While I was in seminary at the Southern Baptist Theological Seminary there was a professor there who was very skilled in languages.

For example, he was planning a trip to Turkey to study something, and someone asked him why he was reading a book in German and he said "The best book on [some specific part of] the Turkish language is written in German."

There was a story that might have been urban legend, but one day he was walking across the quad and the [school] president stopped him and said

"Dr. Gentry, how are things going?"

"I'm disappointed."

"Why?"

"Because I know 9 languages, but can only think in 5 of them."

https://www.reddit.com/r/AskReddit/comments/d126qe...

None In Particular

I speak Portuguese English Spanish and German. In my house multiple languages were spoken in a mix at all times. Words in sentence weren't exactly from the same language. When I speak with my family like that. I think in no language in particular and it's second nature.

When just speaking a single language at a time, I typically think in that language

When it comes to counting it's mostly german

https://www.reddit.com/r/AskReddit/comments/d126qe...

Nothing And Everything

I consider myself to be fairly fluent in English. My thoughts partially switched to it when I was around seventeen years old (I had been speaking a little English since I was three, but I started "seriously" studying the language only when I turned sixteen).

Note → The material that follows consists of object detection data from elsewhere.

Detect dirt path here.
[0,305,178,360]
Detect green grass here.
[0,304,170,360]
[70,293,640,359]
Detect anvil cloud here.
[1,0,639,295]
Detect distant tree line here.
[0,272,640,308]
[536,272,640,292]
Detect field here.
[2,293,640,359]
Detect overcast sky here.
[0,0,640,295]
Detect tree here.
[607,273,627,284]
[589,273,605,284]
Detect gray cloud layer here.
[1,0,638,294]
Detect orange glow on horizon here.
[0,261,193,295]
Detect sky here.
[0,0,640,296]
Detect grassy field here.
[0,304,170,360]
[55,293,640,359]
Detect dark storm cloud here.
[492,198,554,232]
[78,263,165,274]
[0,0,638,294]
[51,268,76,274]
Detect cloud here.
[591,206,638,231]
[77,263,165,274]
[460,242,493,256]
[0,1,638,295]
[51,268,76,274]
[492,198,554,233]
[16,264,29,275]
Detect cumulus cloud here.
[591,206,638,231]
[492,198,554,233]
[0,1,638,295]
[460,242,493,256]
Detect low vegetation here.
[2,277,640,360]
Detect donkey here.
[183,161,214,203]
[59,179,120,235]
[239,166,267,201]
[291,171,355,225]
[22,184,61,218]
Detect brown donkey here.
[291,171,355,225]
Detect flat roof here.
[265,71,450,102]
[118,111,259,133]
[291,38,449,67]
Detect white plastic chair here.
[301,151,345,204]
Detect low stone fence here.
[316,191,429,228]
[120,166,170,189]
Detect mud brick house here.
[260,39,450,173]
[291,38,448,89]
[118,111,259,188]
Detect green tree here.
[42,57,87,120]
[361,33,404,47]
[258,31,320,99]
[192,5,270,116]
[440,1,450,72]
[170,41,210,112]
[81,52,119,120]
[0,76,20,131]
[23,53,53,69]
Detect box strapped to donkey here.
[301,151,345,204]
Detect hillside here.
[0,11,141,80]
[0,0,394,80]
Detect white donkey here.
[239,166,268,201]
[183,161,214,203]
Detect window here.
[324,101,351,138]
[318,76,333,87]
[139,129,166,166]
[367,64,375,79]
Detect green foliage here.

Currently, my inner monologue is both in English and in my native language. When I'm "giving a speech" in my head, discussing some concept with myself, I usually think in English. On the other hand, my inner voice uses my native language for the most of the mundane things, like "My exams are tomorrow, yet here I am, browsing Reddit." Also, on some rare occasions, I hear nothing and just know what I'm thinking about.